I still have my Twitter account and I now use it purely as a marketing tool for freelancing. I was on Twitter during the week, doing a quick poll from other developers. Within a few minutes of posting my tweet, the first in about a week, I got two follower requests from spam accounts and I also got a couple of replies to my question from spam accounts.That's what really gets me about Twitter. It's the spam. With a majority of the tweets I make, I end up with a couple of new follower requests from vague accounts that I would rather didn't follow me. On App.net though things are a little difference. The subscription fee is the perfect entry barrier to weed out spam accounts. I've never have to block a vague account on App.net.Then there's the people. Okay, I'm missing a few people on App.net that are on Twitter, but then there's people on App.net who aren't on Twitter. It's a whole different crowd. On Twitter I mainly follow other developers who work with the Ruby programming language but on App.net I'm following a wider range of people. A wider range means different content to read on a daily basis.

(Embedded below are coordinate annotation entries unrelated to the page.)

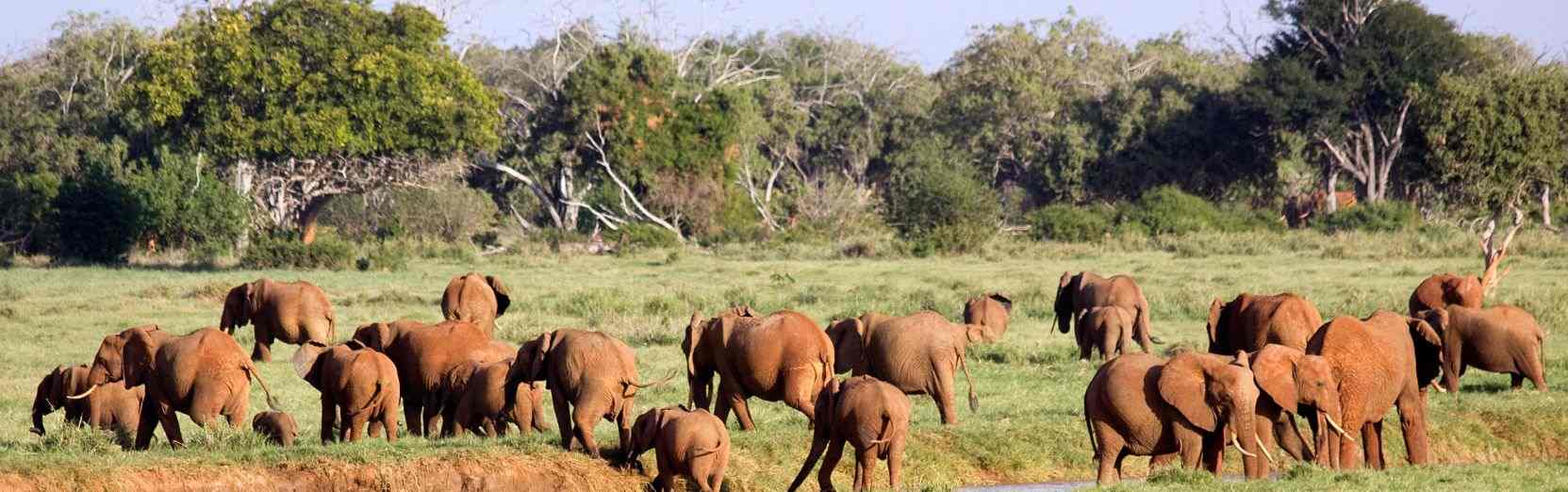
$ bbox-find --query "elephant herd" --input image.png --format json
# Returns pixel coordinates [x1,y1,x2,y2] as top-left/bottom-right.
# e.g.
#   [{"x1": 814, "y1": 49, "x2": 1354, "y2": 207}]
[
  {"x1": 1057, "y1": 272, "x2": 1546, "y2": 484},
  {"x1": 31, "y1": 272, "x2": 1022, "y2": 490},
  {"x1": 31, "y1": 266, "x2": 1546, "y2": 490}
]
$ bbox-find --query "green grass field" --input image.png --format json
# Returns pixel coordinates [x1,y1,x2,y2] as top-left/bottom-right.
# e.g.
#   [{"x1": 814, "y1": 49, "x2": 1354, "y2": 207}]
[{"x1": 0, "y1": 234, "x2": 1568, "y2": 490}]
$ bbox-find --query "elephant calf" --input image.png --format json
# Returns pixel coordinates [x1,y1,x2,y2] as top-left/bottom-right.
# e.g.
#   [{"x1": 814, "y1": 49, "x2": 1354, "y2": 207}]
[
  {"x1": 1417, "y1": 304, "x2": 1546, "y2": 392},
  {"x1": 293, "y1": 340, "x2": 402, "y2": 443},
  {"x1": 788, "y1": 376, "x2": 910, "y2": 490},
  {"x1": 1077, "y1": 305, "x2": 1137, "y2": 360},
  {"x1": 251, "y1": 412, "x2": 300, "y2": 448},
  {"x1": 627, "y1": 406, "x2": 729, "y2": 492},
  {"x1": 31, "y1": 365, "x2": 146, "y2": 435}
]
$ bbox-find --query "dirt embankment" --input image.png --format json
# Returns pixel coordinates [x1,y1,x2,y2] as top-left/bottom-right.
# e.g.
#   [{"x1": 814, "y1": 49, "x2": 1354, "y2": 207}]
[{"x1": 0, "y1": 456, "x2": 648, "y2": 492}]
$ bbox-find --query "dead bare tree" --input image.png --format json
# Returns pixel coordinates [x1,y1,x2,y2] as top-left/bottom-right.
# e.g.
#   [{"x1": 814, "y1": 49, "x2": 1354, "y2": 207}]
[{"x1": 1480, "y1": 204, "x2": 1524, "y2": 298}]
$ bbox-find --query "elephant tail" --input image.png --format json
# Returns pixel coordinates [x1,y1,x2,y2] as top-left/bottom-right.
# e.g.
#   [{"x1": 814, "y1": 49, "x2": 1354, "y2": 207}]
[
  {"x1": 956, "y1": 348, "x2": 980, "y2": 412},
  {"x1": 243, "y1": 364, "x2": 282, "y2": 412}
]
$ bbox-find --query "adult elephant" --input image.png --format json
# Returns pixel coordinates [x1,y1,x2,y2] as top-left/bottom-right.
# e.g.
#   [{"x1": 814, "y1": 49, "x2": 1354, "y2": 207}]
[
  {"x1": 1417, "y1": 304, "x2": 1546, "y2": 392},
  {"x1": 965, "y1": 291, "x2": 1013, "y2": 343},
  {"x1": 440, "y1": 271, "x2": 511, "y2": 336},
  {"x1": 1208, "y1": 293, "x2": 1324, "y2": 354},
  {"x1": 1306, "y1": 310, "x2": 1443, "y2": 468},
  {"x1": 1083, "y1": 351, "x2": 1268, "y2": 485},
  {"x1": 681, "y1": 308, "x2": 834, "y2": 431},
  {"x1": 1248, "y1": 343, "x2": 1350, "y2": 475},
  {"x1": 69, "y1": 326, "x2": 277, "y2": 450},
  {"x1": 355, "y1": 320, "x2": 513, "y2": 435},
  {"x1": 218, "y1": 277, "x2": 338, "y2": 362},
  {"x1": 503, "y1": 329, "x2": 672, "y2": 457},
  {"x1": 1055, "y1": 271, "x2": 1152, "y2": 360},
  {"x1": 1410, "y1": 272, "x2": 1485, "y2": 317},
  {"x1": 828, "y1": 310, "x2": 984, "y2": 425}
]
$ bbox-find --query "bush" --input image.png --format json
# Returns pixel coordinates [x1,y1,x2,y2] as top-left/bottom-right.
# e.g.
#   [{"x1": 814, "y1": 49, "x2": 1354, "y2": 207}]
[
  {"x1": 125, "y1": 151, "x2": 249, "y2": 255},
  {"x1": 617, "y1": 224, "x2": 681, "y2": 253},
  {"x1": 1315, "y1": 201, "x2": 1421, "y2": 234},
  {"x1": 52, "y1": 161, "x2": 142, "y2": 263},
  {"x1": 1026, "y1": 204, "x2": 1114, "y2": 243},
  {"x1": 883, "y1": 142, "x2": 1002, "y2": 255},
  {"x1": 1128, "y1": 185, "x2": 1225, "y2": 235},
  {"x1": 239, "y1": 235, "x2": 355, "y2": 270}
]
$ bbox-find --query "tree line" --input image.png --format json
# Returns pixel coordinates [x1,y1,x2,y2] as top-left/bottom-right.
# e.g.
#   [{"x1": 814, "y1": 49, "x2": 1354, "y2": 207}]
[{"x1": 0, "y1": 0, "x2": 1568, "y2": 262}]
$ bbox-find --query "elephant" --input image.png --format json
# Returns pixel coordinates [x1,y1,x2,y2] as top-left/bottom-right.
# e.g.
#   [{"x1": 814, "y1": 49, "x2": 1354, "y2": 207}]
[
  {"x1": 1417, "y1": 304, "x2": 1546, "y2": 392},
  {"x1": 290, "y1": 340, "x2": 403, "y2": 443},
  {"x1": 355, "y1": 320, "x2": 513, "y2": 435},
  {"x1": 1077, "y1": 305, "x2": 1135, "y2": 360},
  {"x1": 788, "y1": 376, "x2": 910, "y2": 492},
  {"x1": 1248, "y1": 343, "x2": 1350, "y2": 475},
  {"x1": 828, "y1": 310, "x2": 984, "y2": 425},
  {"x1": 627, "y1": 406, "x2": 729, "y2": 492},
  {"x1": 1410, "y1": 272, "x2": 1487, "y2": 318},
  {"x1": 1306, "y1": 310, "x2": 1443, "y2": 468},
  {"x1": 503, "y1": 329, "x2": 672, "y2": 457},
  {"x1": 31, "y1": 364, "x2": 146, "y2": 435},
  {"x1": 681, "y1": 307, "x2": 834, "y2": 431},
  {"x1": 1083, "y1": 351, "x2": 1272, "y2": 485},
  {"x1": 251, "y1": 412, "x2": 297, "y2": 448},
  {"x1": 440, "y1": 271, "x2": 511, "y2": 336},
  {"x1": 447, "y1": 354, "x2": 549, "y2": 437},
  {"x1": 218, "y1": 277, "x2": 338, "y2": 362},
  {"x1": 76, "y1": 326, "x2": 277, "y2": 450},
  {"x1": 1208, "y1": 293, "x2": 1324, "y2": 354},
  {"x1": 1055, "y1": 271, "x2": 1152, "y2": 360},
  {"x1": 965, "y1": 291, "x2": 1013, "y2": 343}
]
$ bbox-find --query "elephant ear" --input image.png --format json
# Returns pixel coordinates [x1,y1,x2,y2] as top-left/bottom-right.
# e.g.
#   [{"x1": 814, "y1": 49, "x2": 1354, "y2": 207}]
[
  {"x1": 988, "y1": 291, "x2": 1013, "y2": 313},
  {"x1": 1251, "y1": 345, "x2": 1303, "y2": 414},
  {"x1": 485, "y1": 276, "x2": 511, "y2": 317},
  {"x1": 218, "y1": 284, "x2": 251, "y2": 331},
  {"x1": 1159, "y1": 353, "x2": 1220, "y2": 433},
  {"x1": 1208, "y1": 298, "x2": 1225, "y2": 346}
]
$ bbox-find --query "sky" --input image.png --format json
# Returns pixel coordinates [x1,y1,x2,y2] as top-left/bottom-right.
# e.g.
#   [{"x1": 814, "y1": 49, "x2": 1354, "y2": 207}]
[{"x1": 0, "y1": 0, "x2": 1568, "y2": 72}]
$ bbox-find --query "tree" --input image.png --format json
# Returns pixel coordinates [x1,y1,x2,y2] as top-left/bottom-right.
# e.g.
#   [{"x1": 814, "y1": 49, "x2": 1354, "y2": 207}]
[
  {"x1": 127, "y1": 0, "x2": 500, "y2": 243},
  {"x1": 1249, "y1": 0, "x2": 1473, "y2": 205}
]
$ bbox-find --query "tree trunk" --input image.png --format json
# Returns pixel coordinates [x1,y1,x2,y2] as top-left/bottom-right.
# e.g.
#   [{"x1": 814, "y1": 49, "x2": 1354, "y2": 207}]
[{"x1": 300, "y1": 194, "x2": 333, "y2": 244}]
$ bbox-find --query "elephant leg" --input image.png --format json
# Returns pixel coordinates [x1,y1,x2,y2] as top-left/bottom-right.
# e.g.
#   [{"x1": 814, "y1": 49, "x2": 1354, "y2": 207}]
[
  {"x1": 551, "y1": 392, "x2": 572, "y2": 451},
  {"x1": 572, "y1": 404, "x2": 603, "y2": 457},
  {"x1": 1395, "y1": 392, "x2": 1428, "y2": 466},
  {"x1": 322, "y1": 398, "x2": 338, "y2": 445},
  {"x1": 817, "y1": 435, "x2": 844, "y2": 492}
]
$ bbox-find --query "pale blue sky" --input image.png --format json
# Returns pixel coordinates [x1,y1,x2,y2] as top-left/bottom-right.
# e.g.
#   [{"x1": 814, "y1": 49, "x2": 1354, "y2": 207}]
[{"x1": 0, "y1": 0, "x2": 1568, "y2": 71}]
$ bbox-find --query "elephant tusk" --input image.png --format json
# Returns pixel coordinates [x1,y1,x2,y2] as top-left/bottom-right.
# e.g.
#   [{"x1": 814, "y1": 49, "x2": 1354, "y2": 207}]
[
  {"x1": 1324, "y1": 416, "x2": 1356, "y2": 442},
  {"x1": 66, "y1": 384, "x2": 97, "y2": 400},
  {"x1": 1230, "y1": 434, "x2": 1258, "y2": 457},
  {"x1": 1253, "y1": 434, "x2": 1275, "y2": 462}
]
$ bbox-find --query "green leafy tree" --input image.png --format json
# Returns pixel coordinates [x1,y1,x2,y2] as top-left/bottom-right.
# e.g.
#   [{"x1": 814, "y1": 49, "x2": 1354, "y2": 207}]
[
  {"x1": 1246, "y1": 0, "x2": 1474, "y2": 204},
  {"x1": 127, "y1": 0, "x2": 500, "y2": 243}
]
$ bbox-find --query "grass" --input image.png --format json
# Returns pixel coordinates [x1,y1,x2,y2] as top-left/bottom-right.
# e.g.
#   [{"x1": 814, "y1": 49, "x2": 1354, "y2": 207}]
[{"x1": 0, "y1": 232, "x2": 1568, "y2": 490}]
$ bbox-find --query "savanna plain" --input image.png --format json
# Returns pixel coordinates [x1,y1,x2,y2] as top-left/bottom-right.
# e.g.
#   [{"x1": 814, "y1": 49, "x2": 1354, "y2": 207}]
[{"x1": 0, "y1": 232, "x2": 1568, "y2": 490}]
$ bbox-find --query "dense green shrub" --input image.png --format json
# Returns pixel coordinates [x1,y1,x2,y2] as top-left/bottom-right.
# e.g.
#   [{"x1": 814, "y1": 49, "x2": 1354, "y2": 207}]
[
  {"x1": 239, "y1": 235, "x2": 355, "y2": 270},
  {"x1": 883, "y1": 142, "x2": 1002, "y2": 255},
  {"x1": 615, "y1": 224, "x2": 681, "y2": 253},
  {"x1": 1315, "y1": 201, "x2": 1421, "y2": 234},
  {"x1": 52, "y1": 161, "x2": 144, "y2": 263},
  {"x1": 1026, "y1": 204, "x2": 1114, "y2": 243},
  {"x1": 125, "y1": 152, "x2": 251, "y2": 254}
]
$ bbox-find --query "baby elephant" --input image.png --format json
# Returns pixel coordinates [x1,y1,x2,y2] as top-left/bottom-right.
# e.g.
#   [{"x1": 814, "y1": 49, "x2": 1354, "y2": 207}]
[
  {"x1": 1077, "y1": 305, "x2": 1137, "y2": 360},
  {"x1": 788, "y1": 376, "x2": 910, "y2": 492},
  {"x1": 1416, "y1": 305, "x2": 1546, "y2": 392},
  {"x1": 627, "y1": 406, "x2": 729, "y2": 492},
  {"x1": 251, "y1": 412, "x2": 300, "y2": 448}
]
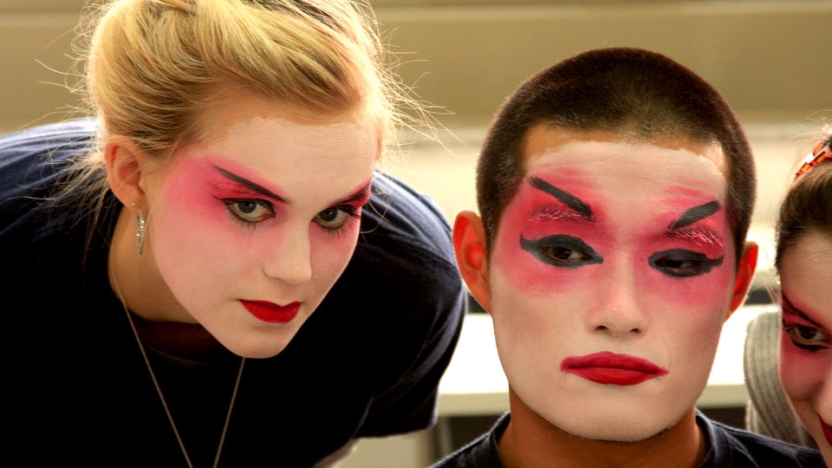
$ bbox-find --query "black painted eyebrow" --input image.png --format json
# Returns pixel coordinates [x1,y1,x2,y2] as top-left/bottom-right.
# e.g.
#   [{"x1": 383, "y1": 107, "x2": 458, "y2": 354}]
[
  {"x1": 529, "y1": 177, "x2": 595, "y2": 220},
  {"x1": 780, "y1": 291, "x2": 825, "y2": 330},
  {"x1": 668, "y1": 201, "x2": 721, "y2": 231},
  {"x1": 214, "y1": 166, "x2": 289, "y2": 204}
]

Finally there's the features that App.net are rolling out. In the past few months, private messaging and file storage have been two big announcements in App.net. Now these might be conceived as typical features for a social network, but where App.net is different is that these features were built to be transparent and easily managed by App.net's users. Take the file storage within App.net. With just a click, I can export all the files I have stored in App.net so that I can take them elsewhere. Yes other social networks might offer this, but App.net built this in from the start. Features are built with the user in mind, not with advertising in mind.I'm glad to be part of a social network that puts its users first. It definitely beats being another cog in an advertising platform.